# Representations

In PyKEEN, a `Representation`

is used to map
*integer indices* to *numeric representations*. A simple example is an
`Embedding`

, where the mapping is a simple
lookup. However, more advanced representation modules are available, too.

This tutorial is intended to provide a comprehensive overview of possible components. Feel free to visit the pages of the individual representations for detailed technical information.

## Base

The `Representation`

class defines a common
interface for all representation modules.
Each representation defines a `max_id`

attribute.
We can pass any integer index \(i \in [0, \text{max_id})\) to a representation module
to get a numeric representation of a fixed shape `shape`

.

Note

To support efficient training and inference, all representations accept batches of indices of arbitrary shape, and return batches of corresponding numeric representations. The batch dimensions always precede the actual shape of the returned numerical representations.

## Combinations & Adapters

PyKEEN provides a rich set of generic tools to combine and adapt representations to form new representations.

### Transformed Representations

A `TransformedRepresentation`

adds a (learnable)
transformation to an existing representation. It can be particularly useful when we have
some fixed features for entities or relations, e.g. from a pre-trained model, or encodings
of other modalities like text or images, and want to learn a transformation on them to
make them suitable for simple interaction functions like `DistMultInteraction`

.

### Subset Representations

A `SubsetRepresentation`

allows to *“hide”* some indices.
This can be useful e.g. if we want to share some representations between modules, while others
should be exclusive, e.g. we want to use inverse relations for a message passing phase, but no
inverses in scoring triples.

### Partitioned Representations

A `PartitionRepresentation`

uses multiple base representations
and chooses exactly one of them for each index based on a fixed mapping.
`BackfillRepresentation`

implements a frequently used
special case, where we have two base representations, where one is the
*“main”* representation and the other is used as a backup whenever
the first one fails to provide a representation.
This is useful when we want to use features or pre-trained embeddings whenever
possible, and learn new embeddings for any entities or relations for which we have no features.

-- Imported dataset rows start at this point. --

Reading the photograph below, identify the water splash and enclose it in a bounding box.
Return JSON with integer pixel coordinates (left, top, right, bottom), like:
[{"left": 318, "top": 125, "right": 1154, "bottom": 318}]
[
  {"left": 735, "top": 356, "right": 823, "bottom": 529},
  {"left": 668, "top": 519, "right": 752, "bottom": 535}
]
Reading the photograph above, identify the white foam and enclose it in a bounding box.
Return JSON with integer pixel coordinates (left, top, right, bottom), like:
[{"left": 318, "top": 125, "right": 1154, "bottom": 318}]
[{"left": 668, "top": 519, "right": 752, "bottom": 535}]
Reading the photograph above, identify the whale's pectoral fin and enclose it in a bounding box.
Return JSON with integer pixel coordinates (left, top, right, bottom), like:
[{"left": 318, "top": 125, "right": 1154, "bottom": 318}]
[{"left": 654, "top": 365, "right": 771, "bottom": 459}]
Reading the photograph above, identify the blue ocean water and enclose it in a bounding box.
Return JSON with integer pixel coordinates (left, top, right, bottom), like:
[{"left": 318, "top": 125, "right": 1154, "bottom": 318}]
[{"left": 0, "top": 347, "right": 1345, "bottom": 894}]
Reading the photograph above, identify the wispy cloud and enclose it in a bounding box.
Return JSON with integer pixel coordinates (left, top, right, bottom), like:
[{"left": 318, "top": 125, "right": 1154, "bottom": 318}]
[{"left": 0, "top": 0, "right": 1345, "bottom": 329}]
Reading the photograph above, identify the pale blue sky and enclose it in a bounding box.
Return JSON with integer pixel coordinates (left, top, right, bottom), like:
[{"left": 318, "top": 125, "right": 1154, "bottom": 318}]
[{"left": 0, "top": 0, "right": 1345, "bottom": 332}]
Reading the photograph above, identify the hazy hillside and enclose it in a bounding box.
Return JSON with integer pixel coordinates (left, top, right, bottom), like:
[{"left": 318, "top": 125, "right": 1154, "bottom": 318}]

### Combined Representations

`CombinedRepresentation`

can be used when we have multiple
sources of representations and want to combine those into a single one.
Use cases are multi-modal models, or `NodePieceRepresentation`

.

## Embedding

An `Embedding`

is the simplest representation,
where the an index is mapped to a numerical representation by a simple lookup in a table.
Despite its simplicity, almost all publications on transductive link prediction
rely on embeddings to represent entities or relations.

## Decomposition

Since knowledge graphs can contain a large number of entities, having independent trainable embeddings for each of them can lead to an excessive number of trainable parameters. Therefore, methods have been developed that do not learn independent representations, but rather have a set of base representations and create individual representations by combining them.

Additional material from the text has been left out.